体感治安悪化、住民不安… 略式代執行で空き家解体 1月にも厚木市

繁茂したつるが壁面を覆う特定空き家=厚木市下津古久

 神奈川県厚木市は2020年1月中旬にも、放置すれば倒壊などの危険性がある「特定空き家」と認定した住宅2棟を、略式代執行で解体・撤去する方針を固めた。実施されれば、市内では初、県内では横須賀市に次いで2例目。不明の所有者に代わって市が撤去し、地域の不安を解消する。

 2棟は下津古久地区と船子地区にあり、いずれも木造2階建て。建物と土地の所有者は05年と15年にそれぞれ亡くなり、相続の権利を持つ配偶者らも権利を放棄。所有者は「不存在」になっている。

 市は今年10月、空き家対策特別措置法に基づき、2棟を特定空き家に認定。今月21日までに荷物の搬出や住宅の取り壊しをするよう求め、なされない場合は市が略式代執行で解体・撤去することを公告した。23日時点で変化はなく、市は解体業者の選任など手続きを進めることを決めた。
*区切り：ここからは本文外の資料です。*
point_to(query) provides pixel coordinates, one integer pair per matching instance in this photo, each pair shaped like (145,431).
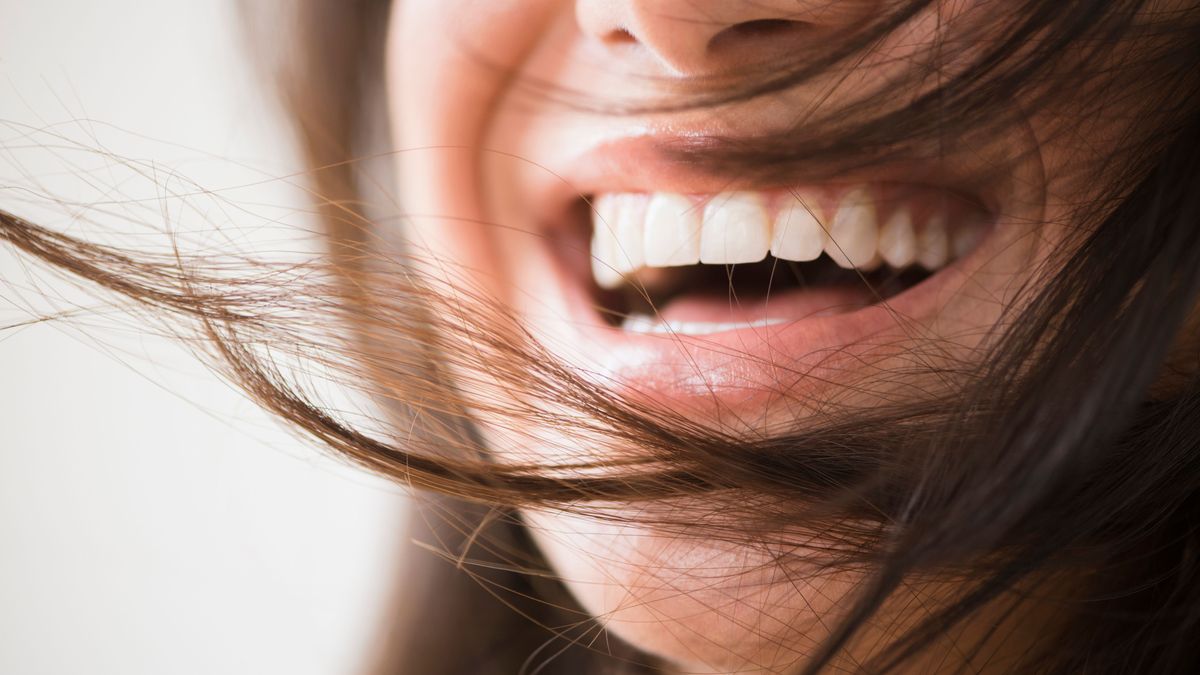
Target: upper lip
(645,163)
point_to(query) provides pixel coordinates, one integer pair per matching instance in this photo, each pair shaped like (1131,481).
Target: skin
(480,156)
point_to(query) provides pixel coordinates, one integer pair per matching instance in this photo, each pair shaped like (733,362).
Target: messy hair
(1062,451)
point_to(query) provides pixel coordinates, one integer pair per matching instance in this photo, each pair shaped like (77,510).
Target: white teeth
(798,232)
(735,230)
(672,231)
(653,326)
(934,244)
(898,240)
(635,231)
(631,233)
(853,232)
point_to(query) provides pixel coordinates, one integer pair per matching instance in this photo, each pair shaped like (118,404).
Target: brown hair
(1085,469)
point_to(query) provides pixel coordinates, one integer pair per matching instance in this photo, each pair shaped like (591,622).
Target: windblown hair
(1073,449)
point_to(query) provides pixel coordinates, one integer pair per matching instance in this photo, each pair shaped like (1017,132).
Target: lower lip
(737,366)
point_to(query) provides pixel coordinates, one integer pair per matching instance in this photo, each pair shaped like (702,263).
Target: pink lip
(735,368)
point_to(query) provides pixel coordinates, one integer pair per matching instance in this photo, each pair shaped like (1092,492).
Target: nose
(700,37)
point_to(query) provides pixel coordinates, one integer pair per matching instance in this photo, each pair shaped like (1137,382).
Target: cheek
(701,604)
(447,65)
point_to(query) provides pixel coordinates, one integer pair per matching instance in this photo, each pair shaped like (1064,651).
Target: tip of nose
(694,53)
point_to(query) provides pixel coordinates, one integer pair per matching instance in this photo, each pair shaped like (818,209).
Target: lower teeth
(653,326)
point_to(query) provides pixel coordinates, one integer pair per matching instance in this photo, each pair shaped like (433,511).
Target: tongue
(783,305)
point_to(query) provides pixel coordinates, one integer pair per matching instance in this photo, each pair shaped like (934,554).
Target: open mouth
(701,264)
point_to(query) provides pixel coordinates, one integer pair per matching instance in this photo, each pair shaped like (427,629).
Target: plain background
(151,520)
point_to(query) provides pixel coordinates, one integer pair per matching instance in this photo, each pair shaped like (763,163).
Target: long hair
(1067,452)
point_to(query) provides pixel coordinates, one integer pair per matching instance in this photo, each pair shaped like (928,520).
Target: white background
(151,520)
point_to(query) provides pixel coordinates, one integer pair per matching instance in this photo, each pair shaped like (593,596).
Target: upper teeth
(631,231)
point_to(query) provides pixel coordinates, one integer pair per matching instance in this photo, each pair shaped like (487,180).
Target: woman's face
(871,282)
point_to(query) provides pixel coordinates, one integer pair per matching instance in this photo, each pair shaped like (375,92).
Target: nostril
(761,39)
(619,36)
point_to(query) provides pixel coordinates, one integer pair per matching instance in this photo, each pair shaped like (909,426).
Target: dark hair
(1069,453)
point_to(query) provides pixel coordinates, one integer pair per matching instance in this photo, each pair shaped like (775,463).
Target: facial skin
(487,172)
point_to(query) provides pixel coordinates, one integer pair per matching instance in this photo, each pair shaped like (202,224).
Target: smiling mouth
(700,264)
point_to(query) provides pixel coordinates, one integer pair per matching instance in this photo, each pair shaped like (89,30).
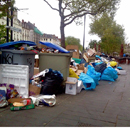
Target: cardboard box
(34,90)
(71,86)
(74,68)
(13,108)
(81,69)
(73,47)
(85,57)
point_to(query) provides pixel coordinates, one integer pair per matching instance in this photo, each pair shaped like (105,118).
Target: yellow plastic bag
(72,73)
(113,63)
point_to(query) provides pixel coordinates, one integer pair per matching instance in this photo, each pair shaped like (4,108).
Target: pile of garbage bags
(100,68)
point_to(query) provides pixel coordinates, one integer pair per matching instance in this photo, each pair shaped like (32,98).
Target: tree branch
(78,16)
(51,6)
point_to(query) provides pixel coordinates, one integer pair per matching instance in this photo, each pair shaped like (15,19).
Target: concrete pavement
(107,106)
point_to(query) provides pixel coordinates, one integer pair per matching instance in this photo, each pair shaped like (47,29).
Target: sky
(48,20)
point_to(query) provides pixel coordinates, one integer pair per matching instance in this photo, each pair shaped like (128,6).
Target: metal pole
(84,31)
(7,30)
(11,22)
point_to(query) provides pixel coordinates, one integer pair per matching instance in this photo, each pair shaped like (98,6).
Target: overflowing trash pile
(84,74)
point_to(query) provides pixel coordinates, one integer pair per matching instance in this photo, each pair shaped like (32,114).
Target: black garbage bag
(101,67)
(52,83)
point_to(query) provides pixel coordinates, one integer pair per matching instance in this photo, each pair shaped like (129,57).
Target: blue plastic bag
(93,74)
(98,57)
(109,74)
(88,82)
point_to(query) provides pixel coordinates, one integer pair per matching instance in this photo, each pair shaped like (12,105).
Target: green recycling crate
(55,61)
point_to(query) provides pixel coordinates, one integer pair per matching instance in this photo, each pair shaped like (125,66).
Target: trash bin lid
(54,46)
(6,45)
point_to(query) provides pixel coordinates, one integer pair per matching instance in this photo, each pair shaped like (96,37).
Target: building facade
(27,31)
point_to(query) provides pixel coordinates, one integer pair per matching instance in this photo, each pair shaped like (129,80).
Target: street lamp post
(11,22)
(84,31)
(7,30)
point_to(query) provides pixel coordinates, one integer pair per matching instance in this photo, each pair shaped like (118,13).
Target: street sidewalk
(107,106)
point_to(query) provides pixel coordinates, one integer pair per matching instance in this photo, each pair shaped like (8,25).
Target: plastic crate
(17,75)
(19,57)
(55,61)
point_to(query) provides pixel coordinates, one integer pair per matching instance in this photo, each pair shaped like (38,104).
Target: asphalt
(107,106)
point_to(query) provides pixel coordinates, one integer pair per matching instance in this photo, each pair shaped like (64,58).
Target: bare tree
(71,10)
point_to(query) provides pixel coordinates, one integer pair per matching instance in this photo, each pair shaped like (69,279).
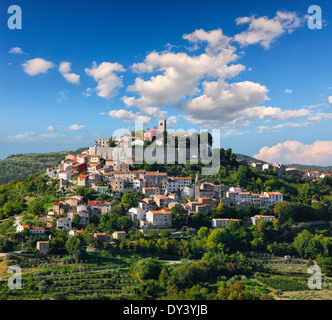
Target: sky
(252,69)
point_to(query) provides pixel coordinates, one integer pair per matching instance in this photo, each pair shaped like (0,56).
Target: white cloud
(16,50)
(180,76)
(33,137)
(224,103)
(128,116)
(51,129)
(215,38)
(65,68)
(310,120)
(108,81)
(76,127)
(318,153)
(63,95)
(87,92)
(264,31)
(36,66)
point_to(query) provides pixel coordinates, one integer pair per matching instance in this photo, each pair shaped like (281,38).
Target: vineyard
(48,278)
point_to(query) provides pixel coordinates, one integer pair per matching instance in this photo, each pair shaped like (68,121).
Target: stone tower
(162,125)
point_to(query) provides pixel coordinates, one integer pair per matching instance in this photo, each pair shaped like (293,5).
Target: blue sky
(254,70)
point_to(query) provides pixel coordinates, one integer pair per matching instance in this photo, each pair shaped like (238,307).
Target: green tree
(147,269)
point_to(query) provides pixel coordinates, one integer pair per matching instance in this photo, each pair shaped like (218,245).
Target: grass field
(49,278)
(288,280)
(102,276)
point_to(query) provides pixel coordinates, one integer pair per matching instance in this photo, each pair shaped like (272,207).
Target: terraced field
(48,278)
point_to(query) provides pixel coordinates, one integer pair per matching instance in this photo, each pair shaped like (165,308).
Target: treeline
(21,165)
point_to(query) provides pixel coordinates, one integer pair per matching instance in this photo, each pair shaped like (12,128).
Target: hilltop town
(166,226)
(157,192)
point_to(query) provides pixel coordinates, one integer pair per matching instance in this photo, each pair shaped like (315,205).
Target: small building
(43,247)
(137,214)
(120,235)
(256,218)
(75,232)
(222,223)
(65,175)
(37,230)
(22,227)
(83,180)
(63,224)
(159,218)
(101,237)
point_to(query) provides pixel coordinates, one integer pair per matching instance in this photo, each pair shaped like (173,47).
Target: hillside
(322,169)
(310,167)
(244,157)
(21,165)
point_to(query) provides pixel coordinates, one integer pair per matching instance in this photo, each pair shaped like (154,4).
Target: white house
(22,227)
(65,175)
(63,224)
(256,218)
(159,218)
(274,197)
(37,230)
(175,183)
(222,223)
(137,213)
(73,233)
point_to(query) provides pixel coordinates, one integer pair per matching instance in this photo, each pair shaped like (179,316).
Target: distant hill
(298,166)
(243,157)
(321,169)
(21,165)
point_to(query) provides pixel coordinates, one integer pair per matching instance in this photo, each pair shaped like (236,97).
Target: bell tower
(162,125)
(196,187)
 市は2棟について「体感治安の悪化に加え、衛生面や景観上の悪影響を及ぼす状態だった。地域住民から不安の声も寄せられていた」と説明。「初めてのケースで慎重を期し、1月中旬をめどに実施したい」としている。

 市は解体・撤去後、小田原家裁に財産管理人を申し立て、家裁が選任した財産管理人が売却など処分を進める。市はその費用から、解体・撤去などの費用を回収する方針。

 国土交通省住宅総合整備課によると、特定空き家の略式代執行は、横須賀市が15年、全国で2番目に実施した。